On Nov. 26, hundreds of cyclists climbed up a hill in Stanton Heights as part of Pittsburgh's iconic Dirty Dozen bicycle race. The course traverses the city and its suburbs, and cyclists must climb 13 of the area’s steepest hills along its 50-mile length.
On this cold, gloomy day, most cyclists were riding ultra-light bikes that weigh less than five pounds and wearing trim-fitting spandex and other specialized gear. But one rider took a different approach. Jeremiah Sullivan rode up the Stanton Heights hill on a 37-pound Healthy Ride bike-share bike, wearing a flannel shirt, jeans and a hoodie.
“This is what I am used to, this is what I trained on, it would feel like cheating any other way,” said Sullivan as he rested at the top of Woodbine Street, joking about his atypical bike-race appearance. “I should have put a keg of beer in this thing.”
Sullivan is not your typical cyclist.
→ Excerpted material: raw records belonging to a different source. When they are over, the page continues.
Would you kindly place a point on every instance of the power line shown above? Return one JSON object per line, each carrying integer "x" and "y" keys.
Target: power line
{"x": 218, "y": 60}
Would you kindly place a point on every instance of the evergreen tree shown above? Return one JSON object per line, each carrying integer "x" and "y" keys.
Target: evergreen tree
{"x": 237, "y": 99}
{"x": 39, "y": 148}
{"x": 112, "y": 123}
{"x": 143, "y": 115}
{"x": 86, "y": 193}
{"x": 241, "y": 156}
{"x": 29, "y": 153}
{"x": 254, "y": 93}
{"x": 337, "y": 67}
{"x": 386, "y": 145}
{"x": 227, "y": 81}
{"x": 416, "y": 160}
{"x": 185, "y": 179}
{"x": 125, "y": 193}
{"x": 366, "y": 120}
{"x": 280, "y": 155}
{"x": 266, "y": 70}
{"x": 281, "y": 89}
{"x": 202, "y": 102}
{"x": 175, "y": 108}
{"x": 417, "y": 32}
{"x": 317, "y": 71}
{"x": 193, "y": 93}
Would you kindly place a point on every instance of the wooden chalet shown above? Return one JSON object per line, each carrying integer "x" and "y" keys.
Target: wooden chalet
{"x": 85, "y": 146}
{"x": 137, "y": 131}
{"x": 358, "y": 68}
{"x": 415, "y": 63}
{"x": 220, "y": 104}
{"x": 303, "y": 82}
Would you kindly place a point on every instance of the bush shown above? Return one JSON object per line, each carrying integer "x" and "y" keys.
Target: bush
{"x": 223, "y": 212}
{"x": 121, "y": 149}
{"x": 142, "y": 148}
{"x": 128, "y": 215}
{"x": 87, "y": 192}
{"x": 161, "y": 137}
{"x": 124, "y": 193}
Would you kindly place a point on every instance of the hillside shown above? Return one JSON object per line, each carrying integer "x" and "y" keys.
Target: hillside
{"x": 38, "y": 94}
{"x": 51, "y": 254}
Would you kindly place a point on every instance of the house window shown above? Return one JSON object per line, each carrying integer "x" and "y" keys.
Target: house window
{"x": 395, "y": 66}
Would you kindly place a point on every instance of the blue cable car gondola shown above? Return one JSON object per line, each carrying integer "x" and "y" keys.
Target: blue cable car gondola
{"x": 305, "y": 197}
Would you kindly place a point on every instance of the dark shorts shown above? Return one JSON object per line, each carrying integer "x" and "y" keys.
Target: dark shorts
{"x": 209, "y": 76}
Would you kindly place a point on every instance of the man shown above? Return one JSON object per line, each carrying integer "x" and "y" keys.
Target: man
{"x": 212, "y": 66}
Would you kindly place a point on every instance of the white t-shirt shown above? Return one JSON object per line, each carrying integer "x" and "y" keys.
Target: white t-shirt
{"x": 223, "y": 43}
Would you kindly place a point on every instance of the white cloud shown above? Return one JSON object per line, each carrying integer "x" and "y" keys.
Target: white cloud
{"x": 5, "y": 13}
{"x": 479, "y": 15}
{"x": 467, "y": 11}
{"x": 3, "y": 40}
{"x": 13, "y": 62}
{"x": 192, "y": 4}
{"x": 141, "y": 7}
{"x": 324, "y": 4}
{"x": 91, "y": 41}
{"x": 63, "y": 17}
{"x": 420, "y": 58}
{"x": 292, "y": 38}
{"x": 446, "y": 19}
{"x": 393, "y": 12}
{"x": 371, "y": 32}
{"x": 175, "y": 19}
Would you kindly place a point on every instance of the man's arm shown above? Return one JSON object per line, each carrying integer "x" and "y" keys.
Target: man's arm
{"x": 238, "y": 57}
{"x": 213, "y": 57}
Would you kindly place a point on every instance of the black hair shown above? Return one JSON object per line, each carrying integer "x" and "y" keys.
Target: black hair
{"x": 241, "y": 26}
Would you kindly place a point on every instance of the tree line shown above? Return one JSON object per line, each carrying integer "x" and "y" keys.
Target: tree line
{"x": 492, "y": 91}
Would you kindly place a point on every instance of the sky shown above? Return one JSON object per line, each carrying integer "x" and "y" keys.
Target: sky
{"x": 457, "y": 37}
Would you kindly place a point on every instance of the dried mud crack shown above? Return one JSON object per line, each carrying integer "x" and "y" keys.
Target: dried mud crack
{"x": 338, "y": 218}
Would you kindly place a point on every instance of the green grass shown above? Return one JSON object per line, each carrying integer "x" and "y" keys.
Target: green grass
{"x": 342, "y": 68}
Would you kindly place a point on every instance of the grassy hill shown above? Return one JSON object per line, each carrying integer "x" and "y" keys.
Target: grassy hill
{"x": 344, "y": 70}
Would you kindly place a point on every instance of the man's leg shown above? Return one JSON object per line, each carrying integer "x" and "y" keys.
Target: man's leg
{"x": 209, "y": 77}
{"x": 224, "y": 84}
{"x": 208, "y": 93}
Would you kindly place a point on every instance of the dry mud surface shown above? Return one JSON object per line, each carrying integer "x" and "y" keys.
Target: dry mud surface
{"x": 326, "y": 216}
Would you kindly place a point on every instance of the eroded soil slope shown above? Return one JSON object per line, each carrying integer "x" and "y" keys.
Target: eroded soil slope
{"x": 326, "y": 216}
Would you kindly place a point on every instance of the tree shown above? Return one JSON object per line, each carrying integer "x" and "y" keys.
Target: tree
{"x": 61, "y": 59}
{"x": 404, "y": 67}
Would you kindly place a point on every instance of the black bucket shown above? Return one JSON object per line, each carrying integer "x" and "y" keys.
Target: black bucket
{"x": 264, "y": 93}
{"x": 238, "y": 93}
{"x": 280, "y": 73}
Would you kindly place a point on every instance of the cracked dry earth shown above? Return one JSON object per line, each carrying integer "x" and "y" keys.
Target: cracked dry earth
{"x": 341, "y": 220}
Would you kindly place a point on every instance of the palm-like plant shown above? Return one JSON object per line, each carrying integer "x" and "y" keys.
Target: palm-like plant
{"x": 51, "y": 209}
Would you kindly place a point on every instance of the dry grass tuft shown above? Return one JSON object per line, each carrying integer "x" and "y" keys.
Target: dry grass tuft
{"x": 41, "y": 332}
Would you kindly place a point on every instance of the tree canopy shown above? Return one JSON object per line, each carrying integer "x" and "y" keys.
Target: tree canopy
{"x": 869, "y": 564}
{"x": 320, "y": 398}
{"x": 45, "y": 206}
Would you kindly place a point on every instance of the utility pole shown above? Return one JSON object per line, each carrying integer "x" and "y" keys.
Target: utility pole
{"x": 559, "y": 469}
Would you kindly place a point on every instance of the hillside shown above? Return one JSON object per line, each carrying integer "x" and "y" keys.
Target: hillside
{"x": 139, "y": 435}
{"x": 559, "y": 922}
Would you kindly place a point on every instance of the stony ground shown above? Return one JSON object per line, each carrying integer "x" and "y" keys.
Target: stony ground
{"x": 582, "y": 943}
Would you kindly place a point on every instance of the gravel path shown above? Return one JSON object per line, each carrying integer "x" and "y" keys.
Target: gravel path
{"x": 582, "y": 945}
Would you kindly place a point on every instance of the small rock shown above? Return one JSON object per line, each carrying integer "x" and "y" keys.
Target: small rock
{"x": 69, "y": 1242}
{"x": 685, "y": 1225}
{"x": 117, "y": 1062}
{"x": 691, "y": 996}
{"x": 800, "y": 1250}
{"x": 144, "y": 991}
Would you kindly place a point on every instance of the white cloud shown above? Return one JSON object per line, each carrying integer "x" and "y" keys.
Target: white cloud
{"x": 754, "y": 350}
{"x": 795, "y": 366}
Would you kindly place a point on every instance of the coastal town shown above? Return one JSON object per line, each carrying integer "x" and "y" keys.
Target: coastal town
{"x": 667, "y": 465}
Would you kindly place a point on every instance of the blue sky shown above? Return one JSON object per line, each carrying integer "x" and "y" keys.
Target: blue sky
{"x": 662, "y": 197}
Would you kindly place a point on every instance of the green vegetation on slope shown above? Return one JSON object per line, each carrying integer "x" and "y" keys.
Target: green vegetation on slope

He’s not a spandex-wearing, weekend-only recreational rider, nor is he a ripped-jeans-clad, fixed-gear city commuter. He got on a bike to lose weight.
By taking to two wheels for an hour each weekday, either on a Healthy Ride or a secondhand bike he owns, Sullivan has lost more than 50 pounds in the last year. (Six months before that, he lost another 50 pounds thanks to a diet.)
He is now 106 pounds lighter than his previous 300-pound weight. Additionally, he has gained a new appreciation for the city from a cyclist’s viewpoint, and has explored trails, hills and almost every city neighborhood.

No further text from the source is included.